Bumblepig by Kindling Games is not only an amazing game, but it's also one of those shining gems that will be completely overlooked by most hardcore players upon downloading the demo.
"But ARCWuLF," one might say, "you're an idiot! I can tell if I'm going to like a game by the scant few moments a demo gives me. Also I'm peeing in my pants right now." (That's what you get for calling me an idiot!)
You see, you urine-soaked whiner-monkey, this game has a little something called a difficulty curve. Beneath its colorful construction paper veneer lurks the heart of a champion, but if you only play it for three, or ten, or even thirty minutes you won't be able to find it.
The story behind Bumblepig is a strange one indeed. Allow me to paraphrase:
In the deepest reaches of a far-off galaxy, a pig has been bitten by a radioactive bee... or a bee was bitten by a radioactive pig... or... something... and now this pig-bee mutant hybrid has the awesome power to carry vast amounts of
nuclear warheadspollen with which it intends to annihilate all sentient lifepollinate flowers for cash so that it can buy hats... yeah, I didn't make that last part up.
Anyway, the structure of Bumblepig is a lot like a traditional vertically-scrolling shooter like Galaxian or the more contemporary Ikaruga, but the caveat is that there is no shooting at all in this game. The main challenge in Bumblepig is that you must acquire balls of pollen throughout the stage so that your fuzzy flying freak of nature can pollinate the flowers that litter the stages. Every time you successfully pollinate a flower, it will eject a coin, and some power will be added to a flower meter at the bottom of the screen. As the flower meter fills, the coins increase in value. The amount of money collected throughout the stage determines your score and decides if you can move on to the next stage.
Simple enough, no?
In a word: NO.
While it's easy enough in the initial stages of the game to earn coins and move on, as Bumblepig progresses the stages become much more focused on matching the color of the flowers that you pollinate, stringing them together as you pollinate, and matching the pollen to the correct flowers so that you can earn enough coins to progress. As pollen plants become more scarce in later levels, you are forced to think really fast about your best course of action, and let me tell you, it takes practice!
Complicating matters even further are the games numerous enemy types -- touch one and you will lose whatever pollen you're carrying and have your flower energy depleted. As you have no offensive capability, smooth and accurate flying are your only defense. Unlike a lot of other games, the developers here aren't going to try to hit you with a deluge of cheap enemies. Control is super-smooth and responsive on the left analog stick, every class of enemy is a different size, and all will flash red when you are in close proximity, which means the only way you'll hit them is if you're not paying attention.
The animation in Bumblepig is sparse, but this is hidden in the fact that there is often so much going on that you really don't have time to reflect on it later in the game. In this sense, the graphics aren't any more or less busy than they need to be, and if you stick with it long enough you won't even notice. The coins that you earn in the stages can be used to outfit your pig-bee with various hats and accessories, but you do need to meet various performance requirements to unlock them from the store, so if pointless decorating of your character is your thing (and in this avatar-driven age, whose thing isn't it?) then you have even more reason to keep playing
The sound lets you know, "This is an Indie Game!" This is because individual sounds are sparse, and what is there is really repetitive.
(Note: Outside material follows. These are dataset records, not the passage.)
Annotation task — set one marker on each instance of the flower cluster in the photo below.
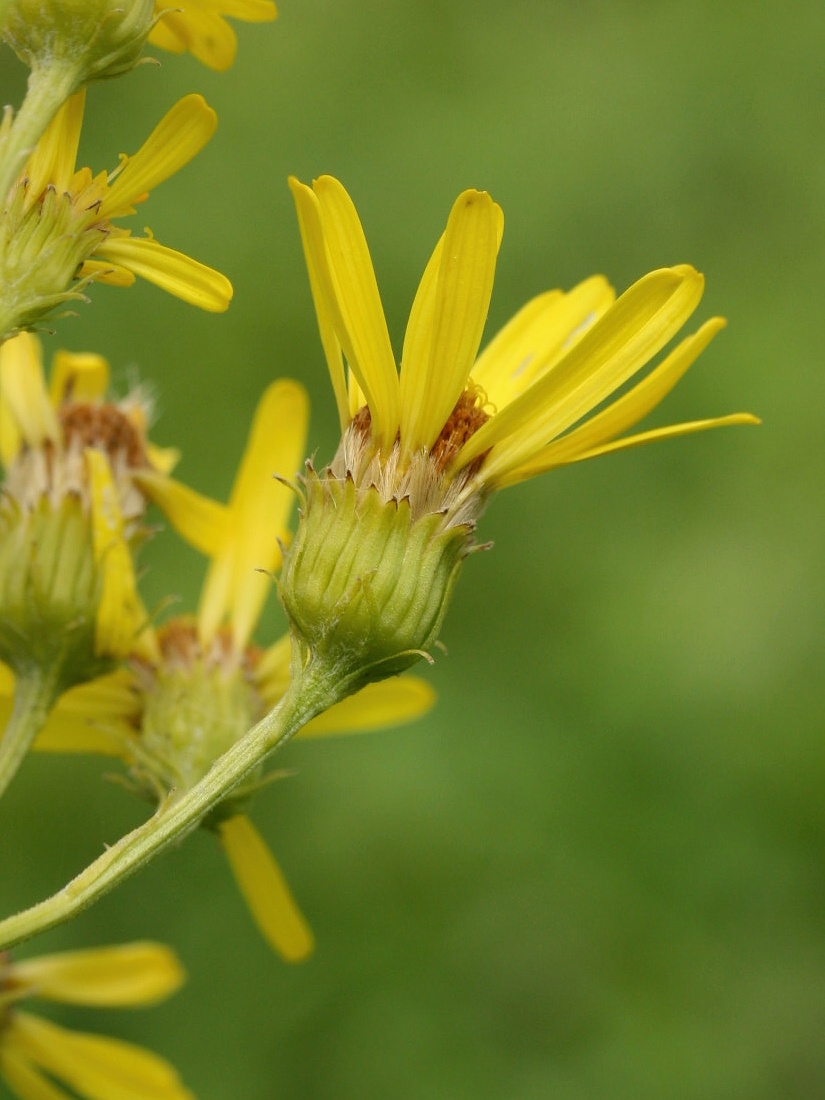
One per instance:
(194, 706)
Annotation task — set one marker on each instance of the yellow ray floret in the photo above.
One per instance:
(538, 383)
(35, 1053)
(200, 28)
(84, 210)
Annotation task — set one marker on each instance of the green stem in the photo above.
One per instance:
(35, 693)
(309, 693)
(50, 86)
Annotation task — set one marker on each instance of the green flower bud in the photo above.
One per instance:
(97, 39)
(369, 578)
(198, 701)
(48, 590)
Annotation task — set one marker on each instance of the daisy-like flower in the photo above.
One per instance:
(87, 40)
(200, 26)
(204, 683)
(70, 514)
(387, 524)
(39, 1057)
(58, 232)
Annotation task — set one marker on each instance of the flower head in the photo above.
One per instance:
(70, 512)
(424, 446)
(58, 232)
(201, 683)
(200, 28)
(96, 39)
(35, 1053)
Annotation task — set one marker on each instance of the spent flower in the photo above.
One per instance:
(70, 516)
(200, 683)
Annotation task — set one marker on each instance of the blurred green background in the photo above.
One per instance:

There are a few nice audio flourishes, like the tempo increasing and decreasing as you power up the flower bar, but if you want to log some serious time with this game you're going to want to take advantage of the custom soundtrack feature. DEVELOPERS PLEASE: I know that you like to draw and to program, but better than adequate sound design can make a good game great. That's all I'm saying.
So if you're a manly man, a girly girl, or a... um... kiddy kid, give Bumblepig a go -- It is well worth the points!